I spent my last day in Florida in the car, I said goodbye to Key West with a coffee and sandwich at Kim’s Kuban on North Roosevelt, 

…and meandered my way out of town, and I was sorry to be going so soon. There is always some nostalgia for me in thinking about the place that has come nearest to being home for me in a life spent traveling. I like Key West and I’m grateful to the city for giving me a place to call home even if I can’t afford to live in a town that keeps creating more limitations in an effort to cope with its popularity. 

Indeed it seemed sensible to drive north early for a late night flight on Saturday as Highway One on the weekend could easily suffer any kind of road closure or accident. I remember when Walmart threatened to show up here and I was certain the garden center wouldn’t survive. Happily I was wrong:

This relic of a bygone age has survived too, always there when I rode in to work of an evening for night shift:

And this restaurant that I never seem to see open. I used to meet a friend here for lunch quite often but only when Robert met me there did I find it open. Weird that. 

I remember too the NIMBY fuss residents made in Big Coppitt when Habitat proposed building a few stilt homes for low income people.  The homes got built and there they are and Big Coppitt is none the worse for them. 

The Circle K used to be open  twenty four hours before Hurricane Irma landed in 2017. I used to stop there sometimes to take a break in the middle of the night when I worked a half shift on overtime. Two o’clock in the morning on warm tropical nights and no traffic on the highway, just me and my Bonneville motorcycle. 

I took my Cuban sandwich and coffee to the beach at Boca Chica next to the Naval Air Station runway. 



Irma did a number down here but the trees have grown back and it’s a nice place to admire the water which is too shallow for swimming. People living in their cars spend days here too, moved along at night as sleeping isn’t allowed of course. 

Suburban living in Tamarac Park. 



And the Highway One launch ramp flooded of course. 

Key Deer habitat extends to within 17 miles of Key West on Sugarloaf Key so they are doing well it seems. 

Rusty and I used to come down here quite a bit on old State Road 939 past the Sugarloaf KOA, now a spiffy hotel and campground resort built up after Hurricane Irma.

The owner of a large estate at the end of the road used to go ballistic if people parked where the signs say “no motorized vehicles” so they started a campaign to block the turning area. I never parked down there anyway and Rusty and I would walk past the angry man’s mansion wondering at how much stress it takes to live like that. Nothing much has changed, at least outwardly except the rocks are bigger. 

Fat Albert still monitoring the skies and waters toward Cuba. 

And the end of Blimp Road on Cudjoe at the boat ramp near Fat Albert is also pretty damp this time of year. 

Our old house off Spanish Main used to be all pepto bismol pink and the new owners are seeking a more tasteful gray and white look. 

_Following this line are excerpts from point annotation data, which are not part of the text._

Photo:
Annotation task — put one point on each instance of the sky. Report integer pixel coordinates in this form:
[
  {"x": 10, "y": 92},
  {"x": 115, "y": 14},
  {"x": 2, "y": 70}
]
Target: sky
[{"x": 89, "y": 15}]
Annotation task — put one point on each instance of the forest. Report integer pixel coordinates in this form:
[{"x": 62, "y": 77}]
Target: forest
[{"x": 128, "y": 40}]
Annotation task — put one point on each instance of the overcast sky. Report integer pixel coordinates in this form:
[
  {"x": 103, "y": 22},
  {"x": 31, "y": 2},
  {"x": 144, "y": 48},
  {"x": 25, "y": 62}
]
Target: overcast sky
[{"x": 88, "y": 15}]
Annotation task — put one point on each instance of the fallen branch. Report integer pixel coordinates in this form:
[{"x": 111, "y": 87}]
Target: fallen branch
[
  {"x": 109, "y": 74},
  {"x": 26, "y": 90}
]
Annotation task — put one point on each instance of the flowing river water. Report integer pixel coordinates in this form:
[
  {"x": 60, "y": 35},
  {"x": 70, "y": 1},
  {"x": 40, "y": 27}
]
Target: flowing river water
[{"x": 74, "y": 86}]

The old Bahia Honda Bridge is doing a titanic and is crumbling steadily into the salt water and it’s a shame. Inevitable I suppose but there it is. I drove across it on my Vespa the first time I visited Key West. 

Seven Mile Bridge fishing. 



The new adult education building in Marathon was promised after Hurricane Irma and in a fine sense of ironic timing it was opened on Layne’s last day of teaching before she retired. It’s a lovely corner of the public library and is quite different from her warehouse classroom she used to teach in at the high school. 

I had decided to spend my afternoon in the Everglades so I stopped in Florida City at my favorite fruit stand. 



A strawberry milk shake to fortify me for a potentially wet afternoon in South Florida’s swamps. 

It didn’t look promising but fortune does favor the bold and my rented Nissan Sentra had excellent windshield wipers.